Bacteria development marks new era in cellular design
Scientists at the universities of Kent and Bristol have built a miniature scaffold inside bacteria that can be used to bolster cellular productivity, with implications for the next generation of biofuel production.
Because there is a growing need for the renewable production of biofuels and other commodity chemicals to move away from fossil fuels, scientists have long sought to enhance the internal organisation of bacteria and improve the efficiency of the cells for making nutrients, pharmaceuticals and chemicals.

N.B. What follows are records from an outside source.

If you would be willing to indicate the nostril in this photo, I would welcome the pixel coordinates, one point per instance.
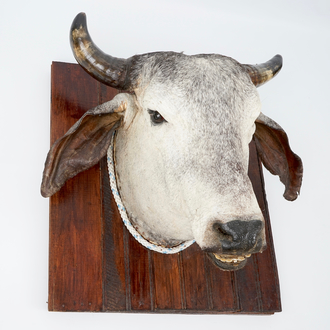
(238, 235)
(221, 232)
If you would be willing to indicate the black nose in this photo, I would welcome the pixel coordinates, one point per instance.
(239, 236)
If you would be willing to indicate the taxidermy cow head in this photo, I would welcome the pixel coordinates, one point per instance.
(182, 146)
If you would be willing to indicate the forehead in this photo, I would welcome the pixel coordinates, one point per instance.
(198, 82)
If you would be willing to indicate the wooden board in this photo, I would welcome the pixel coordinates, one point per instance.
(96, 265)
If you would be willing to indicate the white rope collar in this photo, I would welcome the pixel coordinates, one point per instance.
(123, 214)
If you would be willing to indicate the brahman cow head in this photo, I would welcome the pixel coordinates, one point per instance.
(182, 146)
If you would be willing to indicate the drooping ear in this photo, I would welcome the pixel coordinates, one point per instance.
(83, 145)
(275, 153)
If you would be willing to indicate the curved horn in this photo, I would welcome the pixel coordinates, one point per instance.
(108, 70)
(261, 73)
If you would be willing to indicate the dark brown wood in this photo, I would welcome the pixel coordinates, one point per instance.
(75, 266)
(96, 265)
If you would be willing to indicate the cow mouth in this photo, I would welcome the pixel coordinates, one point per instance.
(227, 262)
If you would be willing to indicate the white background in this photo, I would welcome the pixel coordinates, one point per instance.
(34, 33)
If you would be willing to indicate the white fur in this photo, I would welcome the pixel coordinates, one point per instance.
(177, 178)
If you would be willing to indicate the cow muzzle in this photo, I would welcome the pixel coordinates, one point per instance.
(237, 241)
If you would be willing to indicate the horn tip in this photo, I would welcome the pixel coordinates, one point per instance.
(79, 20)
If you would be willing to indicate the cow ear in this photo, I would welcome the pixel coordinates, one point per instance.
(275, 153)
(83, 145)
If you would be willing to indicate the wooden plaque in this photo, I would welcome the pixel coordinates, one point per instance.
(96, 265)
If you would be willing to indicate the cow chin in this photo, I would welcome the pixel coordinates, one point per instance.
(228, 263)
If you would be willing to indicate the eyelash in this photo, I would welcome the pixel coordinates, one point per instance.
(156, 117)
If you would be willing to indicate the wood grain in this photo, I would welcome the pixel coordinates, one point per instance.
(96, 265)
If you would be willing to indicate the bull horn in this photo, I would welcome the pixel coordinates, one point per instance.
(108, 70)
(261, 73)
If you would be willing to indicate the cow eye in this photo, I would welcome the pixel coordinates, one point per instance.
(156, 117)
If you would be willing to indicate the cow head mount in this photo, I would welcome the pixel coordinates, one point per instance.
(183, 128)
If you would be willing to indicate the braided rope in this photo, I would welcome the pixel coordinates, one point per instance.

The research team, led by Professor Martin Warren at Kent’s School of Biosciences, working with professors Dek Woolfson and Paul Verkade at Bristol, found they could make nano-tubes that generated a scaffold inside bacteria.
With as many as a thousand tubes fitting into each cell, the tubular scaffold can be used to increase the bacteria’s efficiency to make commodities and provide the foundation for a new era of cellular protein engineering.
The researchers designed protein molecules and developed techniques to allow E. coli to make long tubes that contain a coupling device to which other specific components can be attached. A production line of enzymes could then be arranged along the tubes, generating efficient internal factories for the coordinated production of important chemicals.
Utilising a form of molecular velcro to hold the components together, the team added one part of the fastener to the tube-forming protein and the other to specific enzymes to show that the enzymes can attach to the tubes.
By applying this new technology to enzymes required for the production of ethanol - an important biofuel - the researchers were able to increase alcohol production by over 200%.
BBSRC funded this collaborative project entitled Engineered synthetic scaffolds for organizing proteins within the bacterial cytoplasm between the University of Kent, University College London and the University of Bristol.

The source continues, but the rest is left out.